Gold Punjabi Goliya
Origin: India (most likely Punjab)
Date: 19th century
Materials: Wootz, Steel, Gold, Wood and cotton
A nice gold overlaid goliya from Punjab, 19th century.
THIS EXAMPLEThe tulwar hilt style and design points to this particular sword being form the Punjab region. There are three indicators of this: The fat vase shape of the grip section, the slightly forward angle of the quillons and the floral style of gold koftgari. The remaining gold koftgari is consistent throughout the the hilt. The pommel features a floral design at its base along with rounded pommel spike, often used for striking .

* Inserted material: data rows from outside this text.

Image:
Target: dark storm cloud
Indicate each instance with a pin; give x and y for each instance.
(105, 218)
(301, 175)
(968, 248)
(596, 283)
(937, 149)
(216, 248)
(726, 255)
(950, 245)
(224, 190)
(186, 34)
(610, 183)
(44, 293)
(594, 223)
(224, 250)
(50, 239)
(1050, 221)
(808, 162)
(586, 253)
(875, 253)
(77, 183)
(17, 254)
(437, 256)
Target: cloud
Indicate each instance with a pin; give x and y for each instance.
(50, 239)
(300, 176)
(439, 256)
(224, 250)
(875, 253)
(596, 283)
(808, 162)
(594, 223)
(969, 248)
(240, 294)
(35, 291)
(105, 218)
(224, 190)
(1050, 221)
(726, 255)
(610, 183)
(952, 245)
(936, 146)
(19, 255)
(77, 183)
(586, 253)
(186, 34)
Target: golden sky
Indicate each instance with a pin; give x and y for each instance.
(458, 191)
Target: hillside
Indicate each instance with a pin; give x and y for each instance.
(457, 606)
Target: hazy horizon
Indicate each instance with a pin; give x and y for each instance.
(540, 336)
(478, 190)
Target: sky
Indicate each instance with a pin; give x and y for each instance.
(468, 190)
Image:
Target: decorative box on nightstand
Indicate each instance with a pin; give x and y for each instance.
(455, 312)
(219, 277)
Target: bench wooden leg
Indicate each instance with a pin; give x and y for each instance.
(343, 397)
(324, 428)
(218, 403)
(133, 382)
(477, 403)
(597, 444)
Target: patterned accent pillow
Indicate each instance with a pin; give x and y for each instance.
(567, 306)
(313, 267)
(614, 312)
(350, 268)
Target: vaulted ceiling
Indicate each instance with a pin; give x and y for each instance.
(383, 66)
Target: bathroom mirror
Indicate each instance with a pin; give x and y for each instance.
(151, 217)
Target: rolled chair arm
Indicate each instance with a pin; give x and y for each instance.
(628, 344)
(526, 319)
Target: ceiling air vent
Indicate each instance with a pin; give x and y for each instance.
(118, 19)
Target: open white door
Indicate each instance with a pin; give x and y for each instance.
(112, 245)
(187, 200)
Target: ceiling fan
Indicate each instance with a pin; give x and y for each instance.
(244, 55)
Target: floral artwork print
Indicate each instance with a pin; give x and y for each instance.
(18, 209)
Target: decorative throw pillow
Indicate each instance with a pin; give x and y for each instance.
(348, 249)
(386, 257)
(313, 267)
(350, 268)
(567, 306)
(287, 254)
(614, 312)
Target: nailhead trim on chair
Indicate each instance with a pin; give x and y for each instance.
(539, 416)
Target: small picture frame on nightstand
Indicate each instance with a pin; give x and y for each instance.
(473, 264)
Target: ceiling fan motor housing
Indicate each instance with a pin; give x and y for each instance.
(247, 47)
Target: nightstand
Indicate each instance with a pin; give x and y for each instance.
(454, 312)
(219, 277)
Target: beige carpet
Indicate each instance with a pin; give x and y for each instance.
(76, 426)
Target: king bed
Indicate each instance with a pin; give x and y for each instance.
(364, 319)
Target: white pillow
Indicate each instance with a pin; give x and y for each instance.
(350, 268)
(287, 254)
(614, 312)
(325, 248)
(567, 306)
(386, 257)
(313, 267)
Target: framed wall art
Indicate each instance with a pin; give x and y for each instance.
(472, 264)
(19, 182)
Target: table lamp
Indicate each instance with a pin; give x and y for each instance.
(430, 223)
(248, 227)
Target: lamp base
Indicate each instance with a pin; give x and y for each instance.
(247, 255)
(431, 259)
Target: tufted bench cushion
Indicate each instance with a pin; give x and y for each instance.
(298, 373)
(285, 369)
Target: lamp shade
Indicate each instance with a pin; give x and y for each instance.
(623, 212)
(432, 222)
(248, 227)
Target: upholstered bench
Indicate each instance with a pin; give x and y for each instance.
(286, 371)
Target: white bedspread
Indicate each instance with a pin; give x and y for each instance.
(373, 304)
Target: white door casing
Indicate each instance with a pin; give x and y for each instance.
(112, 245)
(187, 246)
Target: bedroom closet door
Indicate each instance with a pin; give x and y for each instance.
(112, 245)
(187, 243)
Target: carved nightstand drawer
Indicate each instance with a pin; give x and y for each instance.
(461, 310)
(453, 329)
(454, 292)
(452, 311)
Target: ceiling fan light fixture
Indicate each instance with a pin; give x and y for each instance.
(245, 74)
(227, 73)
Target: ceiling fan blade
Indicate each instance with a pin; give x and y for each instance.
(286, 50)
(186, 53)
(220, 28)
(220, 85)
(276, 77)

The blade is of a shamshir type, which refers to a Persian or Iranian sword with a radical curve. The name is derived from the shamshīr, which means “lion’s claw or lions tale” in the Persian language – pointing towards the curve of the blade. In Punjab, Shamshirs were called ‘Goliya’ - referring to its circular nature. These types of blades are normally used for slashing unarmored opponents either on foot or mounted; while the tip could be used for thrusting. This example features deep curvature, and is very well made, with a smooth surface and ground to percision.
The blade is in immaculate condition with signs of deliberate heat treatment used by the maker to harden the blade - blades of this quality are very hard to come across. There is no signs of damage to the blade, making this a sought after example. The hilt is of good proportions with no loose parts or cracks. The gold koftgari work is approx. 60% in tact.